Chegamos no escritório da Anvisa com alguma margem de tempo. A gente precisava pedir o Certificado Internacional de Vacinação e Profilaxia antes de embarcar, porque a Bolivia exigia esse documento para entrar no país. Nosso otimismo em relação ao tempo começou a ser frustrado quando a gente deu conta que só havia uma funcionária atendendo, não havia fila, mas na nossa frente havia uma mulher com toda uma família para pegar os certificados, uma criançada fazendo bagunça, o marido e uma velharia lá do lado de fora esperando a mulher fazer tudo sozinha. O fato era eles eram lerdos pra tudo, lentos e divagares. Estavam inda para Angola, visitar algum parente. Só sei que aquela calmaria e lerdeza compactuada, especialmente a do marido dela, que parecia não querer fazer nada, foi começando a me inquietar. Eu não conseguia parar de mexer as pernas e batucar os dedos na cadeira. E o tempo passava e as coisas não aconteciam. Logo a raiva começou a tomar o lugar da aflição. Minha mãe, acho que era a mais indignada, eu ainda tentava manter uma calma. O pior era que a funcionária da Anvisa parecia compartilhar da alegria de ser lerda. Resolvi ir lá explicar a situação para ela. Ela me encarou por detrás dos óculos dela e disse.
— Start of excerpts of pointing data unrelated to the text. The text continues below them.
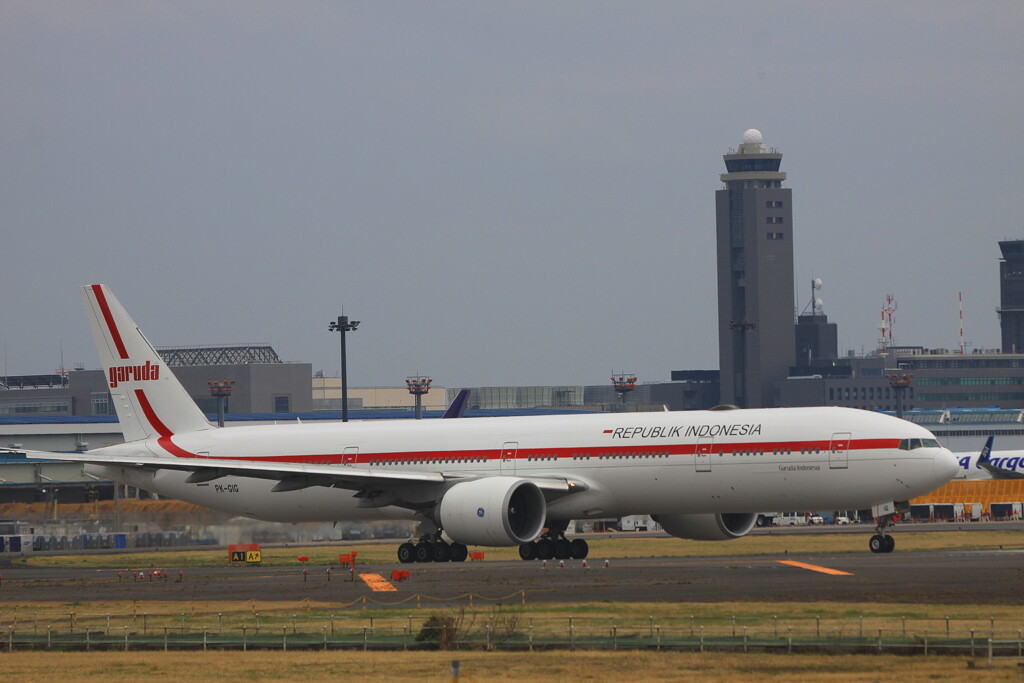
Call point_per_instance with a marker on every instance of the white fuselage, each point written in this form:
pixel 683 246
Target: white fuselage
pixel 639 463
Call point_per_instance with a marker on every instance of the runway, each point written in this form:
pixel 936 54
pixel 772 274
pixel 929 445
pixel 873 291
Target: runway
pixel 953 578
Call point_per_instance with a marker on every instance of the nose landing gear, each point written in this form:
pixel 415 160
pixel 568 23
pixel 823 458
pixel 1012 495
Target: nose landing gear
pixel 881 542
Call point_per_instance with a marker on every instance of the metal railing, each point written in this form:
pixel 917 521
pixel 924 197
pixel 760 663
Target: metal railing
pixel 502 628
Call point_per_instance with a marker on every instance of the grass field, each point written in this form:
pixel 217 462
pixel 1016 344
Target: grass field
pixel 600 548
pixel 560 666
pixel 541 666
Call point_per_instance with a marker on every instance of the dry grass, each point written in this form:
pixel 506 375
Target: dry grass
pixel 601 548
pixel 265 666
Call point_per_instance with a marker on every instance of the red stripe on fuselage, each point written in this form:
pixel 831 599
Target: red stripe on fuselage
pixel 104 308
pixel 599 454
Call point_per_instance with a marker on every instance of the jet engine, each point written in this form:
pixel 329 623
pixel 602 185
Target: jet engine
pixel 721 526
pixel 493 511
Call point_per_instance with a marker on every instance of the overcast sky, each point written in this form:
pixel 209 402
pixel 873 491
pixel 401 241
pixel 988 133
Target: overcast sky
pixel 503 193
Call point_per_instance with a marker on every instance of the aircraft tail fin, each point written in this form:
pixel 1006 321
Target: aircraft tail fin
pixel 985 463
pixel 148 399
pixel 458 407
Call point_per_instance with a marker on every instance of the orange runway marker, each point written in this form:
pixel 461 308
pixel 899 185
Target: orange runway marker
pixel 377 583
pixel 815 567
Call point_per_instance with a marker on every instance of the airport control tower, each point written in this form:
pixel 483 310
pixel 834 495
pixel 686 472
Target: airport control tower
pixel 1011 308
pixel 756 334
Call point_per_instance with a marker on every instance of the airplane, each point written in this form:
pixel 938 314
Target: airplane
pixel 979 466
pixel 508 480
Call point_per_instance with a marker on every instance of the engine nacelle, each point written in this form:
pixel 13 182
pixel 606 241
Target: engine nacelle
pixel 722 526
pixel 493 511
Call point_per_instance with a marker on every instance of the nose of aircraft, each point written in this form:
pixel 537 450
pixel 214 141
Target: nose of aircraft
pixel 944 465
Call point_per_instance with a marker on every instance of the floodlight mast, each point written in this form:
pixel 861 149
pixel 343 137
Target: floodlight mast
pixel 418 386
pixel 343 325
pixel 623 383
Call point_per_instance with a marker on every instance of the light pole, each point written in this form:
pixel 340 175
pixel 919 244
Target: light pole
pixel 343 325
pixel 623 383
pixel 899 382
pixel 418 386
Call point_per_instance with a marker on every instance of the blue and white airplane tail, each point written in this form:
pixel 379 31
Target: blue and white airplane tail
pixel 985 463
pixel 148 399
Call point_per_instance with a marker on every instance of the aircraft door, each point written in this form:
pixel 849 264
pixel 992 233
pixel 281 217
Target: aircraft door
pixel 838 451
pixel 701 457
pixel 507 462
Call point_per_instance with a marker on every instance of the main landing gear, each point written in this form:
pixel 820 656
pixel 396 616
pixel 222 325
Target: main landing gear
pixel 881 542
pixel 432 550
pixel 554 546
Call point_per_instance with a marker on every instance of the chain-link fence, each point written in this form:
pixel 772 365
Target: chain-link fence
pixel 507 629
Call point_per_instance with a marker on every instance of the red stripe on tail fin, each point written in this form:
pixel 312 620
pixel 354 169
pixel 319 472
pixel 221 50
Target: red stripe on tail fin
pixel 109 318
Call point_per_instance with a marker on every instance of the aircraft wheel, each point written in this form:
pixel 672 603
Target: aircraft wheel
pixel 459 552
pixel 877 544
pixel 440 552
pixel 407 553
pixel 423 552
pixel 580 549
- Meu querido, vocês vão ter que esperar.
Eu quase pulei nela.
Fizemos toda a burocracia que se tinha que fazer para pegar certificado e saimos em marcha de corrida de volta para o Termina 1. A gente já tinha estorado há muito, a recomendação de entrar na área de embarque com uma hora de antecedência. Faltavam só 25 minutos para o vôo. Na nossa frente, de novo, aquele corredor enorme que ligava os terminais. Atropelamos as esteiras e abusamos do "da licença" e do "desculpa, a gente tá com pressa".Chegamos na área de embarque. Despedidas às pressas. Mal foi possível um abraço no meu pai e um abraço na minha mãe. "Tá tá tá, a gente tem que ir mãe!" Beijinho no rosto da mãe e mais um abraço e pronto, entramos. Ali dentro havia uma fila grande que passava pela policia federal, onde eles olhavam seu passaporte e sua passagem, graças a deus a fila estava fluindo rápido.
Na sala de espera, foi o tempo da gente chegar e eles anuciaram o embarque do vôo. Outra fila enorme, para entrar no avião. Resolvi que dava tempo de ir correndo mijar no banehiro, nem carecia de pressa, sai do banehiro a fila ainda estava lá.
Entramos no avião. Satisfeitos conosco, por termos conseguido driblar o tempo.